A recent radio interview with Julian Hewitt, chief executive officer of the educator bursary programme, the Jake Gerwell Fellowship, revealed a troubling statistic. At least half of South Africa’s teachers are in their fifties. This is not about questioning one’s teaching ability as one ages – it comes down to retirement.

 Because in ten or so years, South Africa will lose at least half of its teachers. And when this occurs, South Africa’s already dire skills shortage will become an even more significant hurdle to our overall economic growth and recovery. 

While the skills shortage is being felt globally – the United States alone is expected to incur a loss of $8.5 trillion by 2030 due to the gap – addressing South Africa’s skills shortage is even more pressing due to our precarious economic situation. 

Section 3.5 of IRMSA’s 2022 Risk Report paints a picture of the dire situation. According to the report “due to national policy and curriculum misalignments, limited focus on skills that are and will be in demand and poor adoption of digitalisation, SA does not have the skills it needs at the time that it needs them.” The report explains how there is not enough focus on these deeply ingrained structural issues in the skills economy, and the failure to address these issues will result in further economic decline and complete economic collapse.

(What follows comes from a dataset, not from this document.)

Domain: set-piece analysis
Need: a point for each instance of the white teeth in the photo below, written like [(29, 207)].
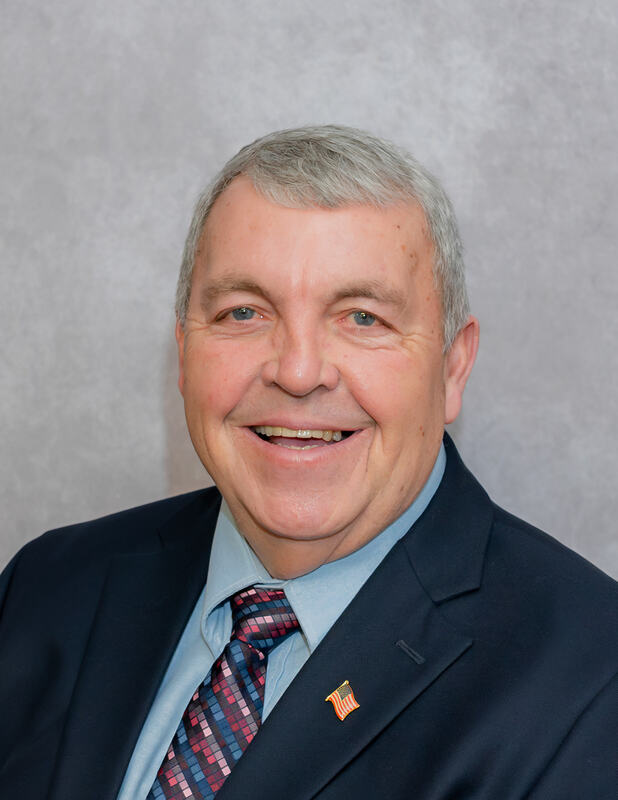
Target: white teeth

Even without the looming teacher shortage, our skills deficit is already significant. But it is not only about losing educators. It is also about the rapid expansion of digitisation globally.

 As one of the most unequal societies in the world, the majority of South Africans do not have access to the education and tools required to contribute to building a knowledge-based and innovative economy – poverty
and inequality continue to be transferrable thus perpetuating an inability to foster a culture of human rights
and equality. It is about a misaligned curriculum – from a class of one hundred matriculants in 2022, only
six will graduate from university in six years. It is about an inability to align policy with key economic growth requirements. We simply are not keeping up. 

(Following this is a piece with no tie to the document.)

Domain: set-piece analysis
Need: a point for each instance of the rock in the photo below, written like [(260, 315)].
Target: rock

So, what can be done? Structural issues cannot be dealt with by thinking in the short term. The key to tackling the skills shortage lies in sustainable solutions. While the 2022 Risk Report provides a more detailed approach, the most sustainable solutions lie in policy development, incentivising future educators, and eradicating the digital divide. 

As we are about to lose a large chunk of skilled, qualified educators, government and private institutions should be investing in scholarships and programmes to produce enthusiastic young educators to develop improved educational policy and fill the gap. Educational policy development should also be better informed by skills shortages and tailored to produce employable learners ready to enter the working environment where they are most needed. It is also essential that learners have access to the internet and facilities that provide tools for digital literacy. During the pandemic, where the most privileged learners could continue their studies online, the need to bridge the digital divide became clearer than ever. Free internet access and investment in digital infrastructure is a good place to start. The list of intersecting contributions to South Africa’s economic collapse is too extensive. Let us ensure that the worsening skills shortage is not one of them.